The buying spree from whale addresses suggests strong expectations for higher prices ahead. These large transactions indicate institutional-level confidence in the meme coin’s prospects.
Spot market investors have also joined the accumulation trend. Exchange netflow data shows an additional $32 million in buying pressure from regular investors.
The combined inflow totals just over $500 million in fresh capital entering Dogecoin markets. This level of sustained buying could set up one of the biggest price moves in recent trading sessions.
However, DOGE has struggled to match the performance of other major cryptocurrencies. The asset has partly decoupled from Bitcoin and Binance Coin, both of which reached new all-time highs recently.
Over the past 24 hours, DOGE fell 3% while other top-10 cryptocurrencies continued gaining momentum. Despite a 27% rise in the past month, the asset has failed to reclaim previous highs.

Chart analysis points to liquidity outflows as the main driver of underperformance. Investors have been selling DOGE holdings while moving capital into BTC and BNB instead.
Historical Performance Shows Divergence
The divergence becomes clear when comparing recent performance periods. Between May 10th and June 22nd, Dogecoin price fell 39% during a broader market correction.
In contrast, Bitcoin dropped just 3.72% during the same timeframe. Binance Coin was down 7.06%, showing much better resilience.
Although all three assets rallied afterward, DOGE’s rebound merely brought it back to break-even levels. Bitcoin and Binance Coin posted much stronger gains during the recovery.

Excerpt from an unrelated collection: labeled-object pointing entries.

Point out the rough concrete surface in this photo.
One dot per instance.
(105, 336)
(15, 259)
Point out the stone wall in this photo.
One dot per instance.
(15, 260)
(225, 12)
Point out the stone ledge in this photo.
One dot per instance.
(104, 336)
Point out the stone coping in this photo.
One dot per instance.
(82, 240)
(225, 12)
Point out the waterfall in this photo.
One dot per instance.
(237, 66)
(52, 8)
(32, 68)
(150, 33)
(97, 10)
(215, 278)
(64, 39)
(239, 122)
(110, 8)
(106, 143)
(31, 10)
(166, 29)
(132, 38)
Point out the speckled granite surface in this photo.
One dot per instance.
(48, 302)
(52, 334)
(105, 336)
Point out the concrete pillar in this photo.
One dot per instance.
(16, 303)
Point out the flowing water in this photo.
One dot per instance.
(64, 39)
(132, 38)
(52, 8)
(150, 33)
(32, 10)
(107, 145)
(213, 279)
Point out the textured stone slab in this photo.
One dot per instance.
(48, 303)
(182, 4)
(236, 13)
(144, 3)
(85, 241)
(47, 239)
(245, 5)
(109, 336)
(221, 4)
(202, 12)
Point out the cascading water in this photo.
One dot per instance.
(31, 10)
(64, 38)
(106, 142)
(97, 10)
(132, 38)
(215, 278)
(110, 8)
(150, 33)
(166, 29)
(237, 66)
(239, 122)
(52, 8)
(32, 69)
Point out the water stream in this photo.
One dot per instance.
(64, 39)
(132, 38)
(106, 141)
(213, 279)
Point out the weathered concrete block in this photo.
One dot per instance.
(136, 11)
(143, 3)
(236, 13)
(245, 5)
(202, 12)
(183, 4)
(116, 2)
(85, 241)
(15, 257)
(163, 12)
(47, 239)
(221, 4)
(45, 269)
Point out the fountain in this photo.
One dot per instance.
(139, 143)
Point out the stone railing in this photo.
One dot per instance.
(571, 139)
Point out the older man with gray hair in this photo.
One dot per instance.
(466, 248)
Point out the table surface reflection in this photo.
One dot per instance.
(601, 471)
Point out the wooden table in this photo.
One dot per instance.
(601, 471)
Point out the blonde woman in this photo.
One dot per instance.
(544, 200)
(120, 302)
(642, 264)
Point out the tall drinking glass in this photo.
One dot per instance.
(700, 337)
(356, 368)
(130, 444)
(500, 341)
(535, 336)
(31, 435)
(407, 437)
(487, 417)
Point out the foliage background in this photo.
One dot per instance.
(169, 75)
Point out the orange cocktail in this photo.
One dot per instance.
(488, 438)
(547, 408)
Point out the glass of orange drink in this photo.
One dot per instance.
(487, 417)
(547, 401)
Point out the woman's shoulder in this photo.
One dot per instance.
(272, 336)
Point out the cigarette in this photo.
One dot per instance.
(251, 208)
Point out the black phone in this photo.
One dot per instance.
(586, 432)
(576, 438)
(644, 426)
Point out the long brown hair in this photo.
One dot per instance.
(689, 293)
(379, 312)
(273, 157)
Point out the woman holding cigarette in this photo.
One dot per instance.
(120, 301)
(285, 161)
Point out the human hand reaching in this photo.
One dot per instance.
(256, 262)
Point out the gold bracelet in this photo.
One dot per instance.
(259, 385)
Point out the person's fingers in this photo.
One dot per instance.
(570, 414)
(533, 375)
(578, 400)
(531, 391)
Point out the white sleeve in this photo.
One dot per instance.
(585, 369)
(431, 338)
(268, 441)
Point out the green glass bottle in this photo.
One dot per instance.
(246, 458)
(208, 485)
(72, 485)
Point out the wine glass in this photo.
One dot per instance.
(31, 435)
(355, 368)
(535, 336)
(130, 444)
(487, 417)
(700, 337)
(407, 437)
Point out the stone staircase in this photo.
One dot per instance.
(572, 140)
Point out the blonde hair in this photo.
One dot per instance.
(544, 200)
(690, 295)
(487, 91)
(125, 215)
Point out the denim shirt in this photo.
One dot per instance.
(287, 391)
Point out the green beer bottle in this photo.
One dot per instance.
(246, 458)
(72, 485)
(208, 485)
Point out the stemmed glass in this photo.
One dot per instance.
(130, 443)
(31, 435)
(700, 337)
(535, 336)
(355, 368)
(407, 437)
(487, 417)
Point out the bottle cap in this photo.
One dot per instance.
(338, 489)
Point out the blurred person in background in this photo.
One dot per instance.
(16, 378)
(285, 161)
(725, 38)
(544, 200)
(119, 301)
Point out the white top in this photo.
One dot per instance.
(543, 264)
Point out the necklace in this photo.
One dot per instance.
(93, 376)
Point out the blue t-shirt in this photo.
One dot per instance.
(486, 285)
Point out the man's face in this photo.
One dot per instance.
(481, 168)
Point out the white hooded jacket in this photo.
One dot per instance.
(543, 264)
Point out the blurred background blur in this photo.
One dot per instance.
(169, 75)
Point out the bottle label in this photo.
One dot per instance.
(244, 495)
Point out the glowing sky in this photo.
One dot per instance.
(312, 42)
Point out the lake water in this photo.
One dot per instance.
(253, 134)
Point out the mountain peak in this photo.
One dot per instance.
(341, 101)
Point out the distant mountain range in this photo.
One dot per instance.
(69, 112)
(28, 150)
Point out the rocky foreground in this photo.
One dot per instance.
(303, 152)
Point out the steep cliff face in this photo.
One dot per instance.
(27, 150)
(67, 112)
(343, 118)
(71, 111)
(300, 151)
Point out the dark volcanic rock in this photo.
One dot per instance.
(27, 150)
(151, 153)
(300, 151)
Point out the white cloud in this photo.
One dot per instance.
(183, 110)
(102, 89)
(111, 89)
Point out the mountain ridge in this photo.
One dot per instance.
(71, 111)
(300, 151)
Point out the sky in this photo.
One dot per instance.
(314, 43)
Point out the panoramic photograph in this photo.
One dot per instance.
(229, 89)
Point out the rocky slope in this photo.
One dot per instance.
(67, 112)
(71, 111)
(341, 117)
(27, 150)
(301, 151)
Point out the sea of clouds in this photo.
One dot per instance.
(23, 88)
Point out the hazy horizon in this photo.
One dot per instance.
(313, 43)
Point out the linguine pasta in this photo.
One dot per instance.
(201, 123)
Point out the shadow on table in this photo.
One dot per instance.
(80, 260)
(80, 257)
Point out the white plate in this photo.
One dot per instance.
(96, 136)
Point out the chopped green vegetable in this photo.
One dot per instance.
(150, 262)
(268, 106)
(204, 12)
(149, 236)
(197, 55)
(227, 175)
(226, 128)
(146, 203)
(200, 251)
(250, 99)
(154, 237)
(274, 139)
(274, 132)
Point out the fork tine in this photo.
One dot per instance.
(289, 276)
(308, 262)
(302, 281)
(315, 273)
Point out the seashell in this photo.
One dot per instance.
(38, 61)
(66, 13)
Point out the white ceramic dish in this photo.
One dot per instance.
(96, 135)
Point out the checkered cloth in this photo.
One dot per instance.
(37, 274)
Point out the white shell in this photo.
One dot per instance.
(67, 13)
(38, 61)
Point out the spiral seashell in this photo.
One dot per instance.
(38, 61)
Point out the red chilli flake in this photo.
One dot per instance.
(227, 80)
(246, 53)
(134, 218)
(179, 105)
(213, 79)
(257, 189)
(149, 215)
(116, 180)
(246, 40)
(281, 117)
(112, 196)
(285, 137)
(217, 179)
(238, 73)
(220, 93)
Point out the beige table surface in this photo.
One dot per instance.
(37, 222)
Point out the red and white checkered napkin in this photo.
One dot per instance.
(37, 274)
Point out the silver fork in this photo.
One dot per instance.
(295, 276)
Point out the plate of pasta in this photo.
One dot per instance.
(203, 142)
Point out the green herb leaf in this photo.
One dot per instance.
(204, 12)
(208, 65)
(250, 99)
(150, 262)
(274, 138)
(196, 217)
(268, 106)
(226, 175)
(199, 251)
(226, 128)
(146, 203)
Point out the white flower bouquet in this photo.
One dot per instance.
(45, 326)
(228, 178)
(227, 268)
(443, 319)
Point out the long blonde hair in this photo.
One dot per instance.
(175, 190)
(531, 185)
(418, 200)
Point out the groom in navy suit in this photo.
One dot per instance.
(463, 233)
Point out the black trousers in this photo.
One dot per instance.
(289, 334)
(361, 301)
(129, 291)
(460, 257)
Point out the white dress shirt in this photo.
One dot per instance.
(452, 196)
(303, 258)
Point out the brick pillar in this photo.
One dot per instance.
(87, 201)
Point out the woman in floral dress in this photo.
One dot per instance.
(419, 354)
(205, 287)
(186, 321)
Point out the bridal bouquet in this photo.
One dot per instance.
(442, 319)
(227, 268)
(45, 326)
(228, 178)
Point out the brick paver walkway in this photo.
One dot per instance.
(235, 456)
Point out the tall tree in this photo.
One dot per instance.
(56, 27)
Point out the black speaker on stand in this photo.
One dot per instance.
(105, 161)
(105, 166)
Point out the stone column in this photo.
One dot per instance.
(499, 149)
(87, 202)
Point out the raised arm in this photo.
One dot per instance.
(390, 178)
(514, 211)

This performance gap reflects the different investor sentiment toward these cryptocurrencies. DOGE faces headwinds that other major tokens have avoided.
The meme coin’s reliance on retail sentiment makes it more volatile during market uncertainty. Institutional preference for Bitcoin and other established tokens has created this performance gap.
Key Liquidity Zones Present Two-Way Risk
Liquidation charts reveal DOGE trading within two major clusters according to market data. These zones represent areas where significant trading activity could occur.
The upper cluster could act as supply, potentially triggering a sell-off if price reaches these levels. This resistance zone contains liquidation orders from traders betting on higher prices.
Conversely, the lower cluster could provide demand support, pushing prices higher if touched. This area contains stop-loss orders from bearish positions that would create buying pressure.
Given the broader market’s bullish momentum and heavy whale accumulation, DOGE appears more likely to trend higher. The fundamental buying pressure from large holders supports an upside bias.
However, a push into the upper liquidity zone could trigger selling before any attempt at new highs. Short-term traders may take profits at these resistance levels.
The whale accumulation data suggests smart money expects higher prices despite current consolidation. These large holders typically have longer time horizons than retail traders.
Transaction activity among whales has also increased alongside the accumulation. The whale transaction count measuring transfers above $1 million has spiked recently.
This combination of accumulation and activity suggests major holders are positioning for a significant move. Whether this materializes depends on broader market conditions and retail participation.